Honduran President Fears Coup, Four Supreme Court Judges Fired
The Honduran President fears a coup
Dec. 12, 2012 -- The Honduran Congress approved a measure to immediately dismiss four of the country's Supreme Court judges, with a 91-37 vote that occurred at 4 a.m. on Wednesday. The vote was inspired by members of the country's conservative National Party and is being called an illegal "technical coup" by local partisan newspapers.
The dismissal of the judges was prompted by their votes on a law proposed by the National Party in late November. At the time, the four now-dismissed court members (José Antonio Gutiérrez Navas, Gustavo Enrique Bustillo Palma, Rosalinda Cruz Sequeira and José Francisco Ruiz Gaekel) voted that a police reform law was unconstitutional because they said it violated police officers' due-process rights. After their ruling, which was denounced by President Porfirio Lobo of the National Party, the Congress formed a commission to investigate the four Supreme Court judges. Lobo accused the judges of being puppets of the business elites in the country, and the commission, formed on Monday evening, took less than 24 hours to release a report which ordered their removal.
"The conduct of judges endangers public safety and is contrary to the interests of the state," Rep. Jeffrey Flores, who sponsored the motion to dismiss the four judges, told the Associated Press in Spanish.
On Wednesday morning, approximately 50 policemen and 25 soldiers surrounded the capital building, reportedly to ensure the safety of the members of congress. But, the Vice President of the national congress told the Associated Press that they had not order the troops.

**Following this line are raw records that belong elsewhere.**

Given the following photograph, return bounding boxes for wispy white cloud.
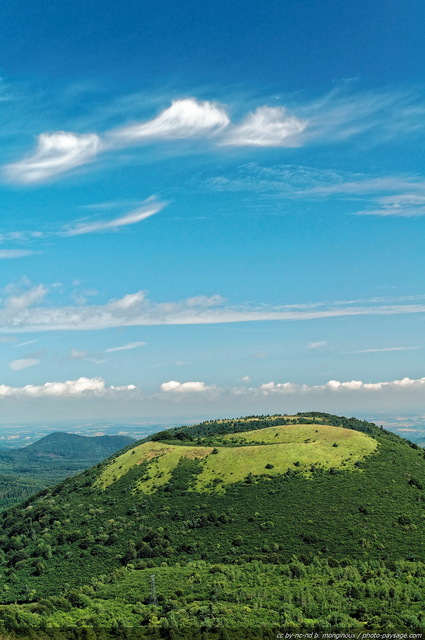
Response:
[79,200,142,211]
[62,198,164,236]
[357,208,425,218]
[70,349,88,360]
[206,164,425,202]
[222,107,307,147]
[0,250,39,259]
[289,169,425,218]
[0,377,136,398]
[308,341,327,349]
[299,86,425,145]
[5,87,424,185]
[356,193,425,217]
[0,198,164,244]
[206,162,425,219]
[111,98,230,142]
[204,163,354,195]
[302,176,425,217]
[347,346,421,354]
[382,195,425,206]
[9,358,40,371]
[104,341,146,353]
[304,177,425,197]
[15,339,38,348]
[107,87,425,152]
[0,231,45,244]
[1,288,425,333]
[69,348,106,364]
[5,131,101,183]
[1,285,47,323]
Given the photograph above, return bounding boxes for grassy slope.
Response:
[96,424,377,494]
[96,442,214,493]
[222,423,371,443]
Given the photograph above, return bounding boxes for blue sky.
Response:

Two of Honduras' largest newspapers, La Prensa and El Heraldo, maintain that Wednesday morning's vote a "technical coup" because it took power away from the country's judiciary body. But, last week, President Lobo warned that the two newspapers were plotting a coup of their own against him. The owner of both papers, Jorge Canahuati denied these claims, and said that Lobo was "endangering freedom of expression."
In 2009, a coup-d'etat occurred when the democratically-elected President Manuel Zelaya, a member of the Liberal Party, was deposed, The event took place shortly after he rejected a ruling by the Supreme Court to cancel a referendum on his plan to rewrite the constitution which he promised would give a voice the country's poor. Zelaya, who expressed support for President Lobo on Friday, was taken from his house by the military during the coup-d'etat three years ago and left in his pajamas on a tarmac in Costa Rica.
"They took off, and there I was. The democratically elected president of Honduras, standing in my pajamas in the middle of a runway in Costa Rica," Zelaya said to NPR earlier this year. "I said to myself, 'So this is that great new future everyone is talking about for Latin America?'"
While Honduras' leaders squabble, its citizenry continues to suffer. About the size of the state of Louisiana, Honduras is categorized by the U.N. as the most dangerous place on earth due in large to violence associated with the drug trade. Corruption is rampant in the nation's police force and political bodies, and about 60 percent of the nation's populace lives below the poverty line.